Diamond Tiger <3, I hope you can find a way to deal with the Tarlov cysts.

When you said

,

I was surprised. I've become acquainted with quite a few people with MS over the years--and unfortunately there are many instances where people wait around undiagnosed for years, not knowing why they're having symptoms that are often disabling. The diagnosis isn't always so easy.

Hello, I hope you are doing well. To be honest I was surprised too after reading on the condition. I guess in my scenario was different because I was under a physician's care after going through my spine surgery and the after effects from it being under pain management.

When the symptoms began that made my physicians theorize it could be MS, it was much different from the symptoms I had been experiencing for several years at this point. I'm 39 currently. At the time of the MVAs I was in, I was barely 22. That caused my back injurybthat took nearly 5 years to get dx and fixed.
It was dragged out after seeking out many different doctors in different specialties to dx my spine injury. After having several scans done, all of them came back clean. Because of this, the door got shut on me per se in the sense of being told I was crazy or a addict. It took a new physician who listened to me and understood that something major had to be wrong after explaining how active I was and the competitive sports I also played besides working on my feet all day too. It got to a point I could no longer do these things any longer. To make a long story shirt as best as I can, it took a specialized test to show I had a grade 4 tear in a disc on a scale of 1-5, 5 being the worst. After finally getting the dx and having surgery, many physicians realized how wrong they were and listened to me whenever I complained, in which, I rarely did after my surgery. So, when the new symptoms began, I learned to be in tune with my body over the years and the doctors also learned to trust and listen to me. That is how it would have been dx so quickly had it been MS. I hope this answers your question.

Best wishes,

Diamond Tiger

Sometimes it takes a long time to find a doctor who is on the same page as you're on, who has a sense of where you're coming from. Some doctors just don't have that skill even though they may be really adept in other skills they also need if they're going to be decent doctors.
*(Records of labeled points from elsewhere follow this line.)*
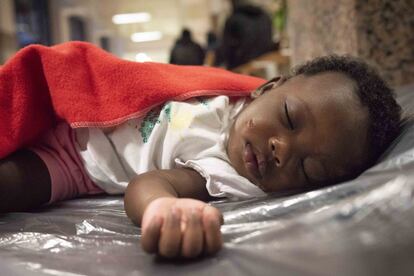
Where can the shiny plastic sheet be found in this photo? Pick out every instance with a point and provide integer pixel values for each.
(362, 227)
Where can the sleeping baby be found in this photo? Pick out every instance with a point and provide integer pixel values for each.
(325, 123)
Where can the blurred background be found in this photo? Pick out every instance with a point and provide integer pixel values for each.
(257, 37)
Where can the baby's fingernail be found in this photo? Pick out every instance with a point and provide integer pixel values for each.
(194, 216)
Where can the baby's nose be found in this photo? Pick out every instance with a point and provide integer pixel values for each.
(279, 151)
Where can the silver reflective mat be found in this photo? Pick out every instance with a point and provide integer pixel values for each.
(362, 227)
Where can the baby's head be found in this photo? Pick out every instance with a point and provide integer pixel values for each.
(326, 123)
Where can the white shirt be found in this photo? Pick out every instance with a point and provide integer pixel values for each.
(189, 134)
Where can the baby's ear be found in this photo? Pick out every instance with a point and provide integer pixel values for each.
(273, 83)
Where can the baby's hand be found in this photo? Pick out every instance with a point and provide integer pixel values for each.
(181, 227)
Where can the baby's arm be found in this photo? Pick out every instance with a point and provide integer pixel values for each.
(168, 204)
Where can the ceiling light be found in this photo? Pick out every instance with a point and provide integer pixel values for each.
(127, 18)
(146, 36)
(142, 57)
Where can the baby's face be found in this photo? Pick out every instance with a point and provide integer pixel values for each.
(303, 133)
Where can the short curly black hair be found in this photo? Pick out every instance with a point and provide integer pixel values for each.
(384, 112)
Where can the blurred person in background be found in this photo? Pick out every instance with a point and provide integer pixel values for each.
(247, 34)
(186, 51)
(211, 49)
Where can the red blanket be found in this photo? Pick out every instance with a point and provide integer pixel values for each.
(86, 86)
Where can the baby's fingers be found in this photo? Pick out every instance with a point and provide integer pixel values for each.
(170, 241)
(151, 235)
(212, 219)
(193, 236)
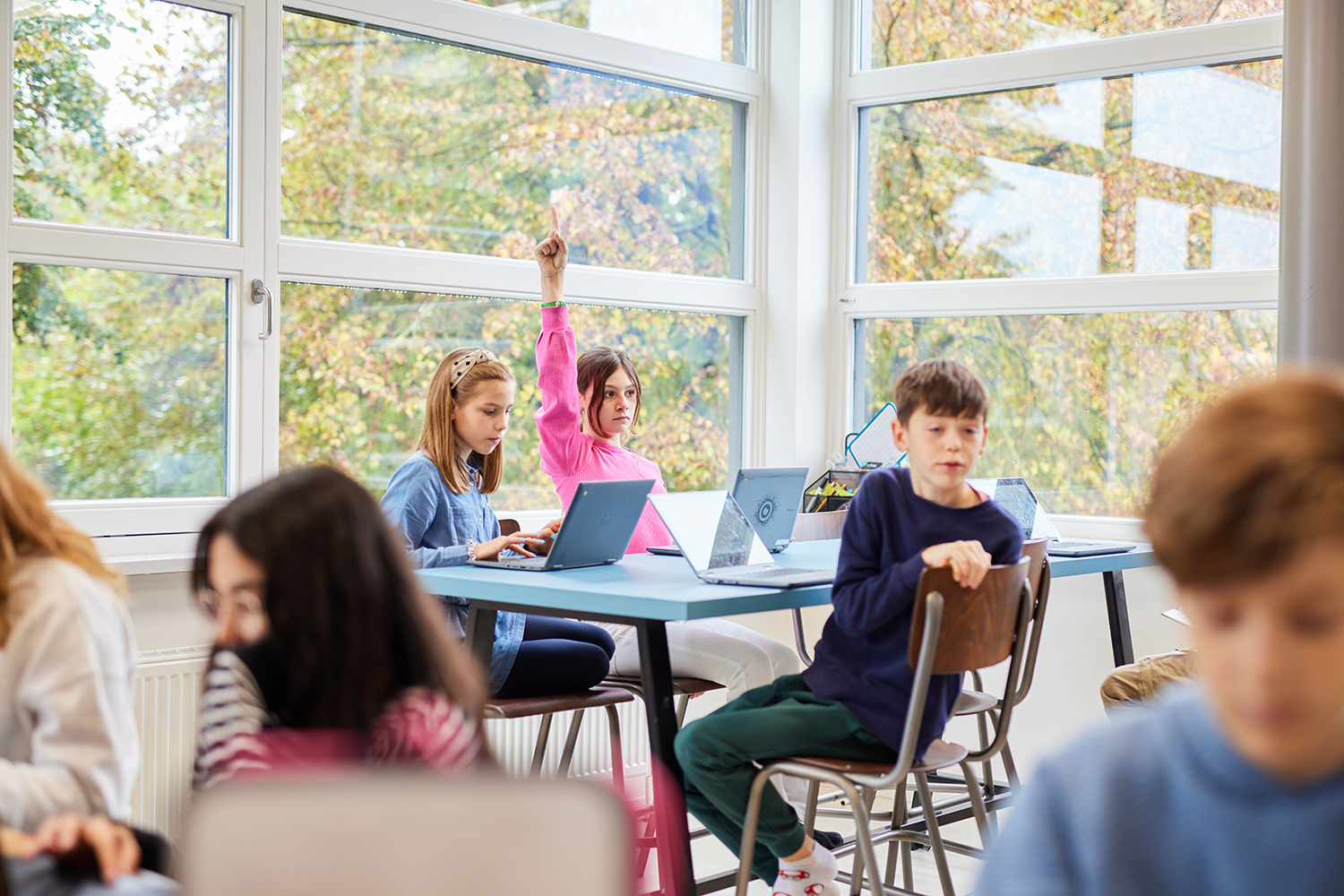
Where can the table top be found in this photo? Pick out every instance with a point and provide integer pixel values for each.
(658, 587)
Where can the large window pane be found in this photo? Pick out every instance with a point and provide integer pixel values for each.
(706, 29)
(120, 382)
(1080, 403)
(358, 365)
(905, 31)
(1163, 171)
(398, 140)
(121, 115)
I'm not sure why so many people with MS have to wait a long time for a diagnosis. It must be a difficult disorder to diagnose, with lots of look-alike diseases to choose from. Then, too, some doctors tend to take women patients' symptoms less seriously than they do men's, and MS seems to affect woman more often than men.

I suspect that some doctors just don't want to diagnose MS because they can't offer us much by way of a remedy or cure, and they don't want to be stuck filling out lots of forms for the next several decades for an MS patient who needs to apply for a disability pension or handicapped parking or whatever. They'd really prefer to have patients with a more challenging diagnosis, something interesting that they can write up in a medical journal. To a neurologist, a case of MS is very ho-hum because it's a fairly common neurological disease.

I'm glad you were able to find the medical attention you needed and it sounds as if you now realize that you and your doctor(s) can work together as a team.

I do agree there are many doctors who don't want to take the time to do exactly what they went to medical school to do, which is, to help people and heal them of any ailments. There are many doctors who lack a bedside manner.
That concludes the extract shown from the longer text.